Top ASX 100 Shares Breaking 52 Week High

Team Veye | 07-Jan-2025

Aristocrat Leisure Ltd (ASX: ALL)

Aristocrat Leisure Ltd (ASX: ALL) achieved a record-breaking financial performance in FY24, with its stock price reaching a 52-week high. The Group delivered a normalized profit of approximately $1.5 billion, marking a robust 17% year-over-year increase in both reported and constant currency terms. This was underpinned by Aristocrat's world-class portfolio of gaming assets, disciplined execution of its growth strategy, and ongoing investments in talent, technology, and product innovation. Operationally, Aristocrat maintained strong cash flow generation and superior financial fundamentals, while adopting a targeted capital management approach. Following the $1.8 billion NeoGames acquisition in April 2024, Aristocrat returned to a geared position, signaling effective balance sheet management. Notably, $1.3 billion was returned to shareholders via share buybacks and dividends during the year.

FY24 was transformative, with the establishment of Aristocrat Interactive a new Real Money Gaming (RMG) vertical integrating NeoGames, Roxor Gaming, and the legacy Anaxi business. NeoGames enhances Aristocrat’s scale and competitive positioning in the online RMG market, offering long-term growth potential. Aristocrat also refreshed its strategic priorities, initiating a review of its casual and mid-core gaming assets, Plarium Global and Big Fish Games. A significant milestone post-period was the announcement to divest Plarium to Modern Times Group, a transaction expected to close in H1 2025.

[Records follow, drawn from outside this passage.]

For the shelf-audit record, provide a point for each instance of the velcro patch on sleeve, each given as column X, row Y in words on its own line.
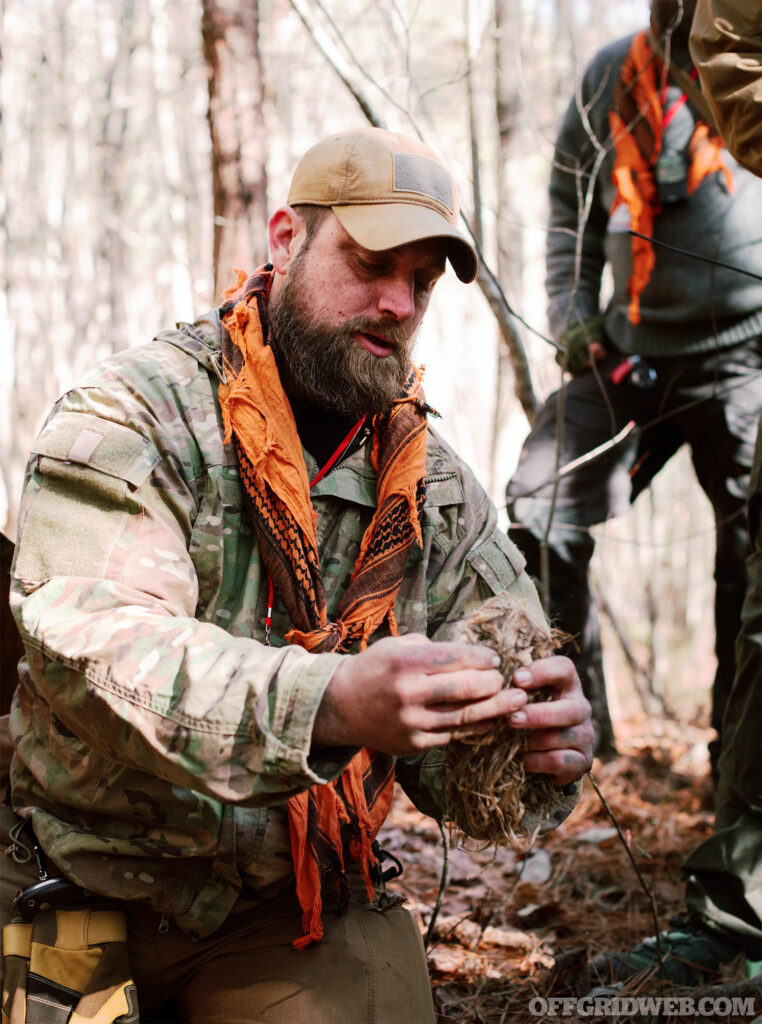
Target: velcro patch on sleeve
column 109, row 448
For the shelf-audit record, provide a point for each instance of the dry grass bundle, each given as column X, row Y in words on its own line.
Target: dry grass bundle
column 490, row 797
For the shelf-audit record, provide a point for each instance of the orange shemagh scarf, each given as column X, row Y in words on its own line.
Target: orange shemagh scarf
column 257, row 417
column 636, row 126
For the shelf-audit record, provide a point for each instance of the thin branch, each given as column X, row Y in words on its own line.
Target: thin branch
column 442, row 884
column 634, row 863
column 334, row 60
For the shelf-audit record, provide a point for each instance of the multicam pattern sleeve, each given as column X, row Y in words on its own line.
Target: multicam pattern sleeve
column 131, row 645
column 469, row 559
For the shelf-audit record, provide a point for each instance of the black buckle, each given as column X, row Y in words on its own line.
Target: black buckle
column 377, row 872
column 45, row 896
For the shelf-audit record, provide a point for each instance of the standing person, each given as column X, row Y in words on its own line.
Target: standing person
column 723, row 893
column 242, row 551
column 677, row 348
column 723, row 875
column 726, row 46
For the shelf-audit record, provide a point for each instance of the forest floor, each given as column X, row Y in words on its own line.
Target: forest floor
column 505, row 916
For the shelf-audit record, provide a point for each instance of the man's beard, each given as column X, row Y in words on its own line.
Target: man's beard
column 327, row 365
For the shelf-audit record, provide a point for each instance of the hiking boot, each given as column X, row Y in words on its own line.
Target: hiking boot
column 691, row 955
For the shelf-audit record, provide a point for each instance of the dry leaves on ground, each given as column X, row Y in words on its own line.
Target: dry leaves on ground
column 506, row 916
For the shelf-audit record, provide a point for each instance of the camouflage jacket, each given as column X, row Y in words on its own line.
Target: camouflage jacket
column 157, row 736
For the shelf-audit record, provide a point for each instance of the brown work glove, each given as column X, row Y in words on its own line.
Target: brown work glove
column 582, row 344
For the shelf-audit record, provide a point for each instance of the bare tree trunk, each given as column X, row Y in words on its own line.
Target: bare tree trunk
column 236, row 115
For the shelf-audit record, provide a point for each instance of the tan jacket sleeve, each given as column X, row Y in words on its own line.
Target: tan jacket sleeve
column 726, row 45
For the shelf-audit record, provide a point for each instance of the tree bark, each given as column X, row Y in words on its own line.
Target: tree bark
column 237, row 125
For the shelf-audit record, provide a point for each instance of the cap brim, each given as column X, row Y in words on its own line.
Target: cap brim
column 386, row 225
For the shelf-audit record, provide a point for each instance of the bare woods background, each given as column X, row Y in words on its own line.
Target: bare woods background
column 143, row 141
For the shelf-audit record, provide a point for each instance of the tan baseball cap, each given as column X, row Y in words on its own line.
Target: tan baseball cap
column 386, row 189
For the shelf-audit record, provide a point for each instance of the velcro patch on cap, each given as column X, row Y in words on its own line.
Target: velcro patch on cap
column 414, row 172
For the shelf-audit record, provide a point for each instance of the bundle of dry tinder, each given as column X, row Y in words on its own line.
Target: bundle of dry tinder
column 488, row 792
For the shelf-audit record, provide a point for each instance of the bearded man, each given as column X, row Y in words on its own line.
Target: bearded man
column 242, row 553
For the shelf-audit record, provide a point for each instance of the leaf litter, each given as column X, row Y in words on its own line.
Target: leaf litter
column 508, row 914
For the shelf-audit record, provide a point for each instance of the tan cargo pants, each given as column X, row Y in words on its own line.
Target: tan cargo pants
column 369, row 969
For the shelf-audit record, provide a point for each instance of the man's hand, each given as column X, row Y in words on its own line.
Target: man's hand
column 582, row 344
column 560, row 732
column 406, row 694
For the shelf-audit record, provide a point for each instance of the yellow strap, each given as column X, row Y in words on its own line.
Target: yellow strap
column 17, row 940
column 78, row 929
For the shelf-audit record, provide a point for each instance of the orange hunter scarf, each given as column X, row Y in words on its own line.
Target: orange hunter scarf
column 636, row 126
column 257, row 416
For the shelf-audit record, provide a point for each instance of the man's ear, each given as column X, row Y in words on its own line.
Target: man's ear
column 287, row 231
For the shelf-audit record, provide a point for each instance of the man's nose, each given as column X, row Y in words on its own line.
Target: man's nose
column 397, row 298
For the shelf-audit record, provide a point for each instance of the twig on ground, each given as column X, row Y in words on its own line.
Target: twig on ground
column 634, row 863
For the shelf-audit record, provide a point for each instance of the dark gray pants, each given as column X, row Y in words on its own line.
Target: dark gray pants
column 710, row 401
column 724, row 872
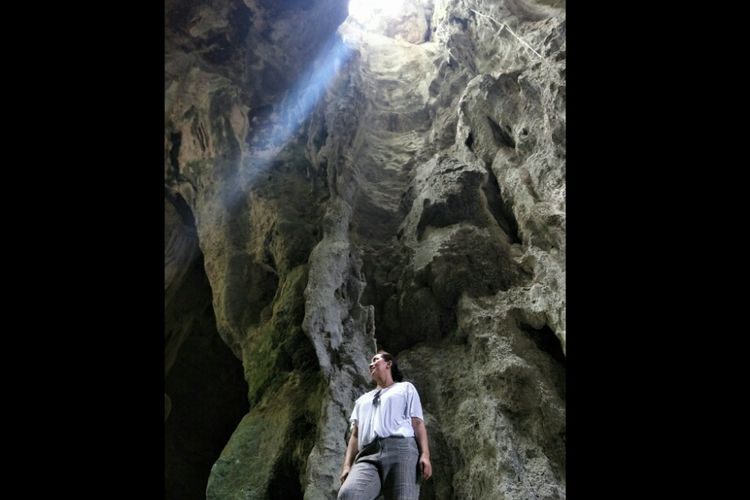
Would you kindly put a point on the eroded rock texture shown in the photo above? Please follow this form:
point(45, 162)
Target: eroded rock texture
point(345, 184)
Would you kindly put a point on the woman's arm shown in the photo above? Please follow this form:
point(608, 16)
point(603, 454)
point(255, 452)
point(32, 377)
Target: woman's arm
point(424, 448)
point(351, 451)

Segmentally, Aristocrat Gaming delivered outstanding growth, driven by market share gains and the expansion of its North American Gaming Operations installed base. Pixel United achieved over $1 billion in social casino bookings for the first time, while IP partnerships bolstered RAID's performance. Aristocrat Interactive's successful launch and NeoGames integration further demonstrate the Group’s focus on scaling operations. Looking ahead, Aristocrat remains committed to delivering high-quality growth underpinned by its investments in innovation, IP protection, and operational synergies. With strong momentum across its core verticals and a focus on aligning resources to capture strategic opportunities, Aristocrat is well-positioned to drive sustainable long-term value for shareholders and stakeholders alike.

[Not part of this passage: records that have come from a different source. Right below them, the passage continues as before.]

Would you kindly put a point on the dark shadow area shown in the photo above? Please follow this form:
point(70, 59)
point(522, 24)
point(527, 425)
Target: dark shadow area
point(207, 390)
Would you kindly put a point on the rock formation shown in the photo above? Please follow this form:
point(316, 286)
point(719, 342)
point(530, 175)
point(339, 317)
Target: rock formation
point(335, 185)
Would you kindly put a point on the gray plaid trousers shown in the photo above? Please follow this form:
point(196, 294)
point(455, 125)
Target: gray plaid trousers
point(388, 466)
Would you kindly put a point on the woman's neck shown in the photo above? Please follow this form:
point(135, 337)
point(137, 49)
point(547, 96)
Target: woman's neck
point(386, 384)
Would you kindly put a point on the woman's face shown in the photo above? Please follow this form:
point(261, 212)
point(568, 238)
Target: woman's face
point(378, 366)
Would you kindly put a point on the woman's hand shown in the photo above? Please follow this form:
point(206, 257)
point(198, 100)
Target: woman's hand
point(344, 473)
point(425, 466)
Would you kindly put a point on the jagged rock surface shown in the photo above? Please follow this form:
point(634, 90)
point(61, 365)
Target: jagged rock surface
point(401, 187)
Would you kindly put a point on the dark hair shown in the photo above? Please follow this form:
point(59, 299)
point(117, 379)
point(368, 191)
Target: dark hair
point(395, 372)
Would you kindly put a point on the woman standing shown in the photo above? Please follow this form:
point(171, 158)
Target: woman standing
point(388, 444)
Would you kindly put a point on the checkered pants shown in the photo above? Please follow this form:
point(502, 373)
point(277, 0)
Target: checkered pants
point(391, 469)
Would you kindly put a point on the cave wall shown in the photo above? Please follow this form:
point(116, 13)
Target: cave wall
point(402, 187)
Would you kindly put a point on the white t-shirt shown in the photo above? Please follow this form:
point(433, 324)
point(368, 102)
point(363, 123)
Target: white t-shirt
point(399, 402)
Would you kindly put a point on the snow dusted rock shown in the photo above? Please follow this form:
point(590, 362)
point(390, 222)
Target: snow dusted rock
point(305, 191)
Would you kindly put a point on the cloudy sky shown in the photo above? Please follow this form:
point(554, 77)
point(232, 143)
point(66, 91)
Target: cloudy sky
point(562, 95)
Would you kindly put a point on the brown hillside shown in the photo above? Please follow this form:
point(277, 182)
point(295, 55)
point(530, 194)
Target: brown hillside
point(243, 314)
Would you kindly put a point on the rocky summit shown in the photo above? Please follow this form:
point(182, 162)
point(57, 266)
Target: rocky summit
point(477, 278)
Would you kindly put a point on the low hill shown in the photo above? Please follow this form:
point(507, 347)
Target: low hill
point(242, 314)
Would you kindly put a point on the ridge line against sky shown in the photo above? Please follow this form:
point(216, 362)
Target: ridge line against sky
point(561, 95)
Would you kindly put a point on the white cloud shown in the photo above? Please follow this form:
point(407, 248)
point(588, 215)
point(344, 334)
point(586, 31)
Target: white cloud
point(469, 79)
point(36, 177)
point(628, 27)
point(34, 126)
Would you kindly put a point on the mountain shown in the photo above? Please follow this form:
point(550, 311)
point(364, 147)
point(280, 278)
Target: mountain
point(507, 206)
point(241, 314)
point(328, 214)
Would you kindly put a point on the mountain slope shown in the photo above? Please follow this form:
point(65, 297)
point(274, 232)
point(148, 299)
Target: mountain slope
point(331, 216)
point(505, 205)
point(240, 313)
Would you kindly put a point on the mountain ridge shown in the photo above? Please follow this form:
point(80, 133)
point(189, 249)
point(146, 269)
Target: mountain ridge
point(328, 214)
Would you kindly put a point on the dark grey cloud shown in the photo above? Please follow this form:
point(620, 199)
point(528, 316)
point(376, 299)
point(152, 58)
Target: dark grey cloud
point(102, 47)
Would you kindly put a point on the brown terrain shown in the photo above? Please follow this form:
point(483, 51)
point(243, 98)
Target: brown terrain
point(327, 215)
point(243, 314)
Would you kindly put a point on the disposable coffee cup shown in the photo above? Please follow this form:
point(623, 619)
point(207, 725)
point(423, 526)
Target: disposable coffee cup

Computershare Limited (ASX: CPU)

Computershare Limited (ASX: CPU) has delivered strong results for FY24, with an increase in earnings, margins, and free cash flow. Management EPS grew by 9%, reaching 118 cents per share, while revenue expanded across all key segments including core fees, events, transactions, and margin income. This revenue growth, coupled with disciplined cost management, helped improve operating leverage and EBIT margins. The company generated over $600 million in free cash flow, allowing for increased shareholder returns through a record dividend of 82 cents per share and continued progress on a $750 million share buyback program, more than 60% of which has been executed.

Over the past five years, Computershare has successfully implemented a long-term strategy focused on simplification and growth, with significant progress in reducing complexity and capital intensity. The sale of the US Mortgage Services business and the separation of US Corporate Trust from Wells Fargo are key milestones. The company’s core divisions—Issuer Services, Corporate Trust, and Employee Share Plans—are high-margin and cash-generative, supported by strong technology capabilities that serve large and growing markets. Computershare manages over 35 million shareholder accounts, nearly $6 trillion in debt, and $230 billion in employee share plans, with margin income derived from processing significant payment flows, such as the $2 trillion handled in FY24.

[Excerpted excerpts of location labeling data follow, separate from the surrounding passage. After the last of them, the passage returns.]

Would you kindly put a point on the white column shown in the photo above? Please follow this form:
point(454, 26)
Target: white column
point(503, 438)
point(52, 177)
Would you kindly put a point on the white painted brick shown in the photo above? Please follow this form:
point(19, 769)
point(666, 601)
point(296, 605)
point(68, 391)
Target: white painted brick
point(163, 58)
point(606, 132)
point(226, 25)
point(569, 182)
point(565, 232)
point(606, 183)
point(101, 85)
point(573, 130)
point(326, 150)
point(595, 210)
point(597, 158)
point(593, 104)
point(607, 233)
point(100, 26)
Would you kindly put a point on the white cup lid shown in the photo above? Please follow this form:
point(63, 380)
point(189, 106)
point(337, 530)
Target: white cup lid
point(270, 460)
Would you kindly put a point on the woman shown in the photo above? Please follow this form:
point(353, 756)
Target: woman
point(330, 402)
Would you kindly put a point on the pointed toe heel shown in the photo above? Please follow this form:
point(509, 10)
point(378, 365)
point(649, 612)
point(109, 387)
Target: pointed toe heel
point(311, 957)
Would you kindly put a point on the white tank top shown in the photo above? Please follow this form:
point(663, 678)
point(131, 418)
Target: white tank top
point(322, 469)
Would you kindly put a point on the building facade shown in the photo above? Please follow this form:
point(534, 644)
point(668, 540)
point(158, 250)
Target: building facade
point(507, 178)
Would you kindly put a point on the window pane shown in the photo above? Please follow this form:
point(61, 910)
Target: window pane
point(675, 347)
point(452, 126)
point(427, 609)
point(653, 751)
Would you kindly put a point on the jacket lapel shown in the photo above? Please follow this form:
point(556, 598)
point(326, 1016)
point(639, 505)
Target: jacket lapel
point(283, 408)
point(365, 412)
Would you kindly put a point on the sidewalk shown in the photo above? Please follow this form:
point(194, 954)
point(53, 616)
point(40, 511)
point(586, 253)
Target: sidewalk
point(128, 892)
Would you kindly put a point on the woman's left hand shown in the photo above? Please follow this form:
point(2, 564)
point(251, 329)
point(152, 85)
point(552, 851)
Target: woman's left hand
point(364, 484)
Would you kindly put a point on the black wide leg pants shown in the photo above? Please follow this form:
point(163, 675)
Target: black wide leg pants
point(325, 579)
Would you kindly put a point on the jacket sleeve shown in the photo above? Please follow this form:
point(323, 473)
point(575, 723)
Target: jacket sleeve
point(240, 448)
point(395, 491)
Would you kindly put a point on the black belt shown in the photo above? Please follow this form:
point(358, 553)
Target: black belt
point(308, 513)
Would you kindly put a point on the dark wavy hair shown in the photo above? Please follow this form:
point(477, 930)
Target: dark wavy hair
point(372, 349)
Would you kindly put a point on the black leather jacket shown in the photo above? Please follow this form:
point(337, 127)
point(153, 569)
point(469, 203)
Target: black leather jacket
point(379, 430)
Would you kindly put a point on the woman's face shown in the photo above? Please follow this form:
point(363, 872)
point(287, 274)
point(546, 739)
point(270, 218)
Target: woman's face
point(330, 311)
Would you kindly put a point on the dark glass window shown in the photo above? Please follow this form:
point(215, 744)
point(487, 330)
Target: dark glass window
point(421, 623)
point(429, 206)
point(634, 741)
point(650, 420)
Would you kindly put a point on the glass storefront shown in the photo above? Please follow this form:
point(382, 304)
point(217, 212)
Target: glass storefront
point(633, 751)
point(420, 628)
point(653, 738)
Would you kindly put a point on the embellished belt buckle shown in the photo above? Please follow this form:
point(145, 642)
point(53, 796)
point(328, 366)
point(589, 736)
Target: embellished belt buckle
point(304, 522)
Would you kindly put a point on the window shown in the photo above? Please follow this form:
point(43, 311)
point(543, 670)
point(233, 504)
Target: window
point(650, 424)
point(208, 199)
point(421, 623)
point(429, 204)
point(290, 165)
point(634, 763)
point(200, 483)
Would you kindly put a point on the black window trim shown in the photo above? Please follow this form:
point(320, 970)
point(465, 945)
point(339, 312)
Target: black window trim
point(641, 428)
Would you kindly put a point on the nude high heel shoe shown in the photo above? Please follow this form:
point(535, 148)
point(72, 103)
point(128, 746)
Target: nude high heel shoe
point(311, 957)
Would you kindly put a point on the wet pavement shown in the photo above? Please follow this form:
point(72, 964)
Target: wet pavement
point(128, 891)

For FY25, Computershare is optimistic about continuing growth despite a lower interest rate environment. Earnings guidance is affirmed, with expected management EPS of 126 cents per share, a 7.5% increase. The company has implemented hedging strategies to protect margin income, locking in yields on approximately $10 billion of balances, which will provide stability in the face of interest rate fluctuations. With a solid start to FY25, strong cash flow generation, and a focus on investing in technology and strategic M&A, Computershare is well-positioned for further growth and shareholder returns in the coming years.